Tamchui is an annual tzedakah tradition at The Rashi School that takes place at the Purim holiday, a customary time for giving in the Jewish calendar. Tamchui is a two-week schoolwide philanthropy project that engages students in meaningful social justice learning and action and helps them become educated and empathetic young philanthropists. Students spend the first week learning about several local, national, and international organizations that benefit children. During the second week, they choose how to allocate their five “chips” among the organizations. Since 1997, the Rashi community has contributed over $100,000 to more than 65 charitable organizations through Tamchui.

The following Purim reflections were written by Josie W., a Rashi eighth grader.

I have been at Rashi for nearly nine years and, each year, I have experienced and been a part of Tamchui. Tamchui falls the week prior to Purim, the Jewish festival where we are commanded to be happy.

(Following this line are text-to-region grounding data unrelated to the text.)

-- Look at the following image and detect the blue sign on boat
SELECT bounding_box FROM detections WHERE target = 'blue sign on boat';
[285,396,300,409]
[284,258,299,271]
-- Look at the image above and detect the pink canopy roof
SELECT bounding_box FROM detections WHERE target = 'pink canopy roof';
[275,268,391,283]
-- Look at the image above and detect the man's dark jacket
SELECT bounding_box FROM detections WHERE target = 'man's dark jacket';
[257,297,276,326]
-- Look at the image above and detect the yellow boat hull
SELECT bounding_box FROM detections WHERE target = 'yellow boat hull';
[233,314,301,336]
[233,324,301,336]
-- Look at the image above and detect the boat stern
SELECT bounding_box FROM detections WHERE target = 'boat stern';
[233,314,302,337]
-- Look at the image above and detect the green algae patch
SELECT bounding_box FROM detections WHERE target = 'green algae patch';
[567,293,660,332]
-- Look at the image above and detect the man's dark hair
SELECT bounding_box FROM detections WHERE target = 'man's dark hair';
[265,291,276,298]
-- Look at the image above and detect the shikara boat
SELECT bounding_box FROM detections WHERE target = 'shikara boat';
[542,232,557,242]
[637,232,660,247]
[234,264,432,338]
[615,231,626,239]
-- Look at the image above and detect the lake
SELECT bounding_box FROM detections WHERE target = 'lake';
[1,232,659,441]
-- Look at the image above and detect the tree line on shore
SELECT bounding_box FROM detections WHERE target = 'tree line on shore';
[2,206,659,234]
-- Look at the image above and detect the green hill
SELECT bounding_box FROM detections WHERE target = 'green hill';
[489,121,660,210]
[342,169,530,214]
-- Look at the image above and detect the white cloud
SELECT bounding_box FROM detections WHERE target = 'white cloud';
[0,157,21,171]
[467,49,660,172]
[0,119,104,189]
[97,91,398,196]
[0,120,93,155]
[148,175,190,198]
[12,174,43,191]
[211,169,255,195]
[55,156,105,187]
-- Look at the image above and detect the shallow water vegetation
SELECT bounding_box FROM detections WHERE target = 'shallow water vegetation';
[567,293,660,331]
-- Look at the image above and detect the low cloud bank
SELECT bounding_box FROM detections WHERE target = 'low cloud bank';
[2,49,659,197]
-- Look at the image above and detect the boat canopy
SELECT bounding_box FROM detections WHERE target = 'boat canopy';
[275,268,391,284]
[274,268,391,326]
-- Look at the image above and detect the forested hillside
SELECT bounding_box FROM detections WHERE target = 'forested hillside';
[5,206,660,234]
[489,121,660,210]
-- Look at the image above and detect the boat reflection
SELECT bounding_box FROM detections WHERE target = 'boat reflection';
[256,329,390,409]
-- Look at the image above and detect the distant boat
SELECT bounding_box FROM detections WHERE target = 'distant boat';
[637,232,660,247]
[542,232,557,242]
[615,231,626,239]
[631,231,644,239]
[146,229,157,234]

For the first couple of years, I did not fully comprehend the mission and what the organizations stood for. I simply knew some facts, and allocated my chips based on trivial things, such as where my friends were placing theirs, or whether I enjoyed an activity that the organization was supporting, for instance, art. As the years passed, I gained more and more understanding of the organization’s we were supporting and more importantly, why these particular organizations were selected. And then I realized something that displeased me. In my mind and opinion, since we students were allocating chips based on funds donated by our parents, we were not truly invested in this act of tzedek, or justice. Additionally, it seemed that we were involved with the organizations for merely a week, when they came to ask us for money, and then had no further connection.

This was my opinion until recently, when I interviewed a representative from one of this year’s organizations. During the interview, I realized that Tamchui was more than that. My chips would bring a Jewish soldier supplies to celebrate Shabbat, Hanukah, and other major holidays. Perhaps doing these familiar rituals will allow a soldier who is serving our country to regain some sense of stability to be regained and to foster relations with other Jews, who compose a minute minority of the military. We as students are able to witness the change that our donations had generated, and the change that my chips allowed to happen.

As part of the Rashi student body, I helped give an impoverished child who has failed to thrive because of a lack of food the opportunity to grow and be a child. I allowed another disabled individual to improve his/her quality of life through sailing. Many more positive transformations, both large and small, can be attributed to Rashi’s generous and meaningful donations. My perspective also changed on how I previously believed that our connection with the organizations ended after the one week. I now recognize that our chips have lasting meaning. With the organization Save a Child’s Heart, we have not only repaired that one child’s heart for a week, but for a lifetime, for one more laugh, one more smile, one more chance to go and repair the world.